You can also open the LZ Desktop Helper popup, click “Configure URL”, and type your parsing rules there. The extension will handle URL encoding. Then you can download the page into LZ Desktop using those rules. Through trial and error you’ll eventually discover the right set.

Sometimes this is easy. Sometimes it’s frustrating. And some pages are effectively impossible because all the classes are machine-generated nonsense.

Good news

Once you figure out the parsing rules, every client will parse the page identically. Users won’t even know parsing rules exist—everything “just works.” Only the author suffers during setup.

Another bit of good news: for many websites, the same parsing rules work across all pages. If you use the LZ Desktop Helper extension, you can configure site-wide rules, and every page you download from that site will automatically use them.

In the future we may create a public database of parsing rules for different websites which may be integrated with the extension, so you won’t have to come up with parsing rules that often, especially for the more popular websites.
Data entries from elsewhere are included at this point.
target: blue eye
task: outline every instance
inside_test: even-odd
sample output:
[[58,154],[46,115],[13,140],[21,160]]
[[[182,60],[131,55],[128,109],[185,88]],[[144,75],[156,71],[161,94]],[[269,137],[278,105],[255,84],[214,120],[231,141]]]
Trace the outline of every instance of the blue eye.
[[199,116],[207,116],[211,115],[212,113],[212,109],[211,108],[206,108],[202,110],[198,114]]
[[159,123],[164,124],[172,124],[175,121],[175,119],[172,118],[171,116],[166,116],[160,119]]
And over time—this is the optimistic scenario—HDOCs become common enough that parsing rules aren’t needed as often.

Special cases

A special parsing rule exists for plain-text pages:

https://example.com/some-page#pr=text

Here "text" means the page is plain text and should be treated as such. Also, if the parser finds a line starting with Title: ..., it treats it as the page title in this case.

There are also two WordPress-specific parsing modes:

https://example.com/some-page#pr=wppage
https://example.com/some-post#pr=wppost

WordPress powers roughly 40% of the web, and most WP sites expose a public API. Using that API we can get clean content that isn’t polluted by themes and plugins. HDOCs generated this way may even include comments with pagination. These keywords (wppage and wppost) tell the client to use the API instead of scraping the original HTML.

The client app will call URLs that look like this:

https:/example.com/wp-json/wp/v2/pages?slug=some-page
https:/example.com/wp-json/wp/v2/posts?slug=some-post

How do you know if you can use wppost or wppage for a given web page?


When you choose “Download with parsing rules” in LZ Desktop, the app first pretends the site is WordPress and tests its APIs. If the request succeeds, the newly downloaded page will contain #pr=wppage or #pr=wppost in its URL. If the request fails, the app falls back to selecting possible CSS selectors, as described earlier.

Using WordPress APIs may feel like a hack, but it may save a lot of work. And if HDOCs ever become popular enough, WordPress could start supporting them natively (right now you need a plugin), the same way it ships with built-in RSS support. If that happens, client apps will be able to ignore wppage and wppost entirely and simply load the HDOC directly from the URL.